A lighthouse was erected on the wharf at Saint-Jean in 1873 and placed in operation on May 1, 1874. The square, wooden tower stood twenty-three feet tall, cost $3,112, and displayed a white flash every thirty seconds from a revolving, catoptric lighting apparatus made up of two lamps set in twenty-one-inch reflectors. During its first year of operation, the tower was equipped with a lightning conductor and was raised four feet to protect it from ice floes. In the fall of 1875, storms caused significant damage to the wharf, jeopardizing the lighthouse and causing the Department of Marine to help repair the landing to protect the navigational aid.

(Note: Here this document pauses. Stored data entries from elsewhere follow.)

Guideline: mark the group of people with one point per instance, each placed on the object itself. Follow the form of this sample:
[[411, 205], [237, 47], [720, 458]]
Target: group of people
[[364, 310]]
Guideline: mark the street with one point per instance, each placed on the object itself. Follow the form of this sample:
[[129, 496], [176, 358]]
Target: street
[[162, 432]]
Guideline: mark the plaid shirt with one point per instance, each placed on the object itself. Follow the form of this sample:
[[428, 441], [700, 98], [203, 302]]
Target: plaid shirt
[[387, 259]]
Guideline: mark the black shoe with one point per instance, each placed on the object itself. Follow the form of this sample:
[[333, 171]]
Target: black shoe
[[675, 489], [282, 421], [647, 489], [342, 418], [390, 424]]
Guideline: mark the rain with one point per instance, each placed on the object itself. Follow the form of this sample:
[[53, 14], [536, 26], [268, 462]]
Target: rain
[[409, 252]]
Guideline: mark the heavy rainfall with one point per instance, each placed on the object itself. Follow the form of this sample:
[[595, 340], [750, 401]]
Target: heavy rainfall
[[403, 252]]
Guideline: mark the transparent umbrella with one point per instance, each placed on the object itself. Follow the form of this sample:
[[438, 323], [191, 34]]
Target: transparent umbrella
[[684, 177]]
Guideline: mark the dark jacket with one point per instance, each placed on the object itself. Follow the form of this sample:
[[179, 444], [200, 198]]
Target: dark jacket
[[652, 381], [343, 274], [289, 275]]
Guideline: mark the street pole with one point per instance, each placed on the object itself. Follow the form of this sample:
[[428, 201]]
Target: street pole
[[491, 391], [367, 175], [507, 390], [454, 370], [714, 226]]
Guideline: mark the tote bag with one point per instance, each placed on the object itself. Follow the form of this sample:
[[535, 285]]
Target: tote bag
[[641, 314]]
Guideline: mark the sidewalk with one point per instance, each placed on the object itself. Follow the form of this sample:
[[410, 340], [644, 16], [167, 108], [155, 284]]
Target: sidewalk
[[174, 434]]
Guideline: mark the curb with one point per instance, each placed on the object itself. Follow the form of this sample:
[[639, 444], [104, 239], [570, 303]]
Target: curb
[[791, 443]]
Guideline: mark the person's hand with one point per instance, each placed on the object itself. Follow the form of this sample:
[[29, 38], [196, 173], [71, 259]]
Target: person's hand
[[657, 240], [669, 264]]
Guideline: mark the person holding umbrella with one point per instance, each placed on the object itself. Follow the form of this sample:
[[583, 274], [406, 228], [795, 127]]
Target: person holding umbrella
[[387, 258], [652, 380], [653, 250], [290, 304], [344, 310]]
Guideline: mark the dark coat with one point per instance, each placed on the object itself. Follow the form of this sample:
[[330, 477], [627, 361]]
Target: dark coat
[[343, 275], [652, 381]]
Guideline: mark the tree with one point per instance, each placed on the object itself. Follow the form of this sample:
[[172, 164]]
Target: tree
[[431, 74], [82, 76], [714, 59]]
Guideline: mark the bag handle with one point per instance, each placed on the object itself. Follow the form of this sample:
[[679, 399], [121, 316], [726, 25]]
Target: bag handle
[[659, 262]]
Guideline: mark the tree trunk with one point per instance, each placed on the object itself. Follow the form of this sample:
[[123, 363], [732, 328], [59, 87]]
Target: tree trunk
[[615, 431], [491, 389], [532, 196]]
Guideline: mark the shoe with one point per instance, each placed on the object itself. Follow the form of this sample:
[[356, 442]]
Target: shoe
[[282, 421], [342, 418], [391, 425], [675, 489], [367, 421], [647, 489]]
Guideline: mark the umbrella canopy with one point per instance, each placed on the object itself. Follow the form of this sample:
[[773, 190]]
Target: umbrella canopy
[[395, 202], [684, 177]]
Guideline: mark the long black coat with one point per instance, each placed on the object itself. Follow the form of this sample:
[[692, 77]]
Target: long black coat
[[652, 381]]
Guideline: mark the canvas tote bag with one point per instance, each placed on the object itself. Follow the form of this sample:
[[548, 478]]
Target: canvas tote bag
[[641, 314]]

Twenty-one-year-old Charles Langlois was appointed keeper of the light in 1875 at an annual salary of $300, and he looked after the light until 1896. The lighthouse doubled as a dwelling for the keeper, and an oil house was built nearby on the wharf in 1876.
On January 11, 1877, William Barbour, Inspecting Engineer for the Department of Marine at Quebec, reported on a visit to Saint-Jean Lighthouse to his superior: “In conformity with your orders, I went down to St. John’s Light, took the revolving gear down, and sent it up to Mr. E Chanteloup, Montreal. This gear has never worked well, and will require to be thoroughly overhauled and put in good working order, so as to make one full revolution every minute, and a flash every thirty seconds.” On March 5, 1877, Barbour returned to Saint-Jean to install and regulate the revolving gear, which was found to now function in first-class order.
A skeletal tower replaced the light atop the freight shed in 1969.
Keepers: Joseph Langlois (1874), Charles Langlois (1875 – 1896), Louis Lachance (1896 – 1909), Théophile Pouliot (1909 – 1912), Alf. Laverdière (1912 – 1925).